Cette île, qui autrefois, dit Pline, était fertile en palmiers, et sur laquelle on chercherait vainement aujourd'hui un seul de ces arbres, vint recevoir Latone au moment où, poursuivie par le serpent Python, et ne trouvant plus d'asile sur la terre, qui refusait de la porter, elle allait se jeter à la mer. C'était Neptune qui l'avait fait naître du sein des vagues ; de là son nom de Délos, et qui, après l'avoir fait flotter pendant assez longtemps pour mettre la pauvre déesse à l'abri du monstre, lui ordonna de se fixer, cachée comme elle l'est à tous les yeux, entre Scyros et Myconi. Là, les douleurs de l'enfantement la prirent, et, aux premiers cris qu'elle jeta, Théa, Dioné et Amphitrite montèrent du fond des eaux ; et accoururent auprès d'elle ; mais elles restèrent neuf jours sans pouvoir lui porter aucun secours ; car, séduite par Junon, Illithye, la déesse de la délivrance, ne voulait pas quitter le ciel. Il fallut la corrompre, et, comme Iris était venue, de la part de Jupiter, demander des nouvelles de Latone, les déesses lui donnèrent, pour Illithye, un ruban de neuf aunes, broché d'or ; Illithye, ne pouvant résister à un don si précieux, descendit aussitôt dans l'île de Délos, et Latone fut délivrée.

En vertu de cette tradition qui la faisait sacrée, les Grecs avaient choisi Délos pour y déposer le trésor public. Tous les ans, les Athéniens y envoyaient un vaisseau pour faire des sacrifices. Ce voyage s'appelait théorie, ce qui veut dire visite au dieu ; et il était défendu de faire mourir personne dans Athènes, depuis le moment où le prêtre d'Apollon avait couronné de fleurs la poupe du vaisseau jusqu'à celui où il rentrait dans le port. Ce fut ainsi que l'arrêt de mort de Socrate fut retardé de trente jours, parce qu'il avait été prononcé le lendemain du départ, et qu'il fallut attendre le retour.

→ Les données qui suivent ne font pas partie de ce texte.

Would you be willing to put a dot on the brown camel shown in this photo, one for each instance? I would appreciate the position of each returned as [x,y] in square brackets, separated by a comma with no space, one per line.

En une heure, j'eus fait le tour entier de l'île, qui, aujourd'hui, est inhabitée, et sur laquelle on ne rencontre que des ruines. Je retrouvai les matelots, qui avaient fait une chasse superbe : ils s'étaient servis d'appeaux qui imitent le cri de la femelle de la caille, et qui attirent le mâle sous des filets. C'est l'abondance de ces oiseaux qui a fait donner à l'île son nom moderne d'Ortygie (île aux cailles).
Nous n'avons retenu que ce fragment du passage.